«En ese informe se tipificará el delito que se ha cometido; la tortura está considerada como un delito de lesa humanidad, entonces si se comprueba, a pesar de que ya se esté corroborando el hecho y se ratifica la sospecha de que Olorio haya sido víctima de violencia extrema, pues obviamente la ley dispondrá lo que corresponda y si (los policías) tienen que ir a la cárcel por cometer el delito, pues tendrán que ir», declaró Nina a La Razón.
La segunda autopsia al cadáver de Olorio concluyó que su deceso se produjo por «asfixia mecánica» compatible con el uso de manos que apretaron su cuello o taparon su nariz y boca.
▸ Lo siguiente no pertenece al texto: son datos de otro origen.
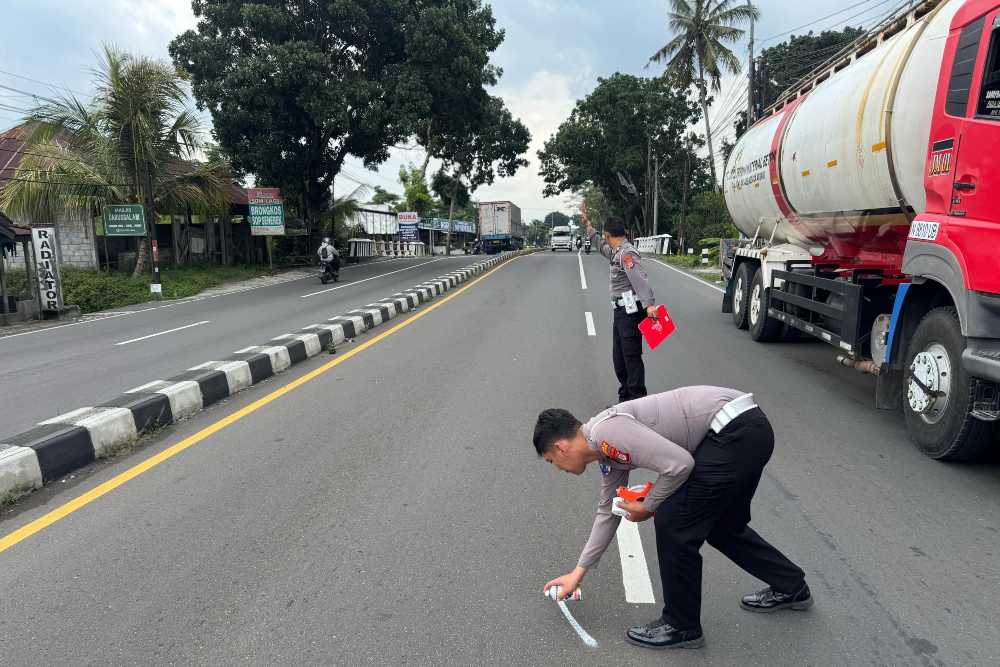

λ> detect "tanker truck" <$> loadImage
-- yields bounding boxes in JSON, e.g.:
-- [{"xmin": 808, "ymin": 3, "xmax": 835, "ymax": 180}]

El informe sostiene que perdió la vida por «transtorno en la función respiratoria, con privación de oxígeno de los tejidos y órganos vitales siendo el elemento fundamental del proceso la anoxia (insuficiencia de oxígeno)».
Por su lado, el abogado de la familia de Olorio, Wálter Fernández, informó que ampliará la querella en contra de otros tres efectivos de la Policía.
«Con el informe histopatológico que llegará el miércoles confirmaremos el crimen, por lo que ampliaremos la querella individualizando a todas las personas que participaron del hecho, empezando por el director de la FELCC, Israel Vega, quien ordenó al teniente Antezana se entreviste con Olorio antes de su muerte», añadió.
El fiscal que investiga el caso, Daniel Aguilar, informó que la próxima semana se convocará a tres testigos más. Y el defensor del Pueblo, Rolando Villena, aseguró que si se comprueba la denuncia pedirá que la ley sea aplicada con rigor.
Nueva Autopsia
La familia de David Olorio pidió que se haga la segunda autopsia, debido a que desconfiaba de la versión policial al informar que su familiar murió súbitamente y por paro cardiaco.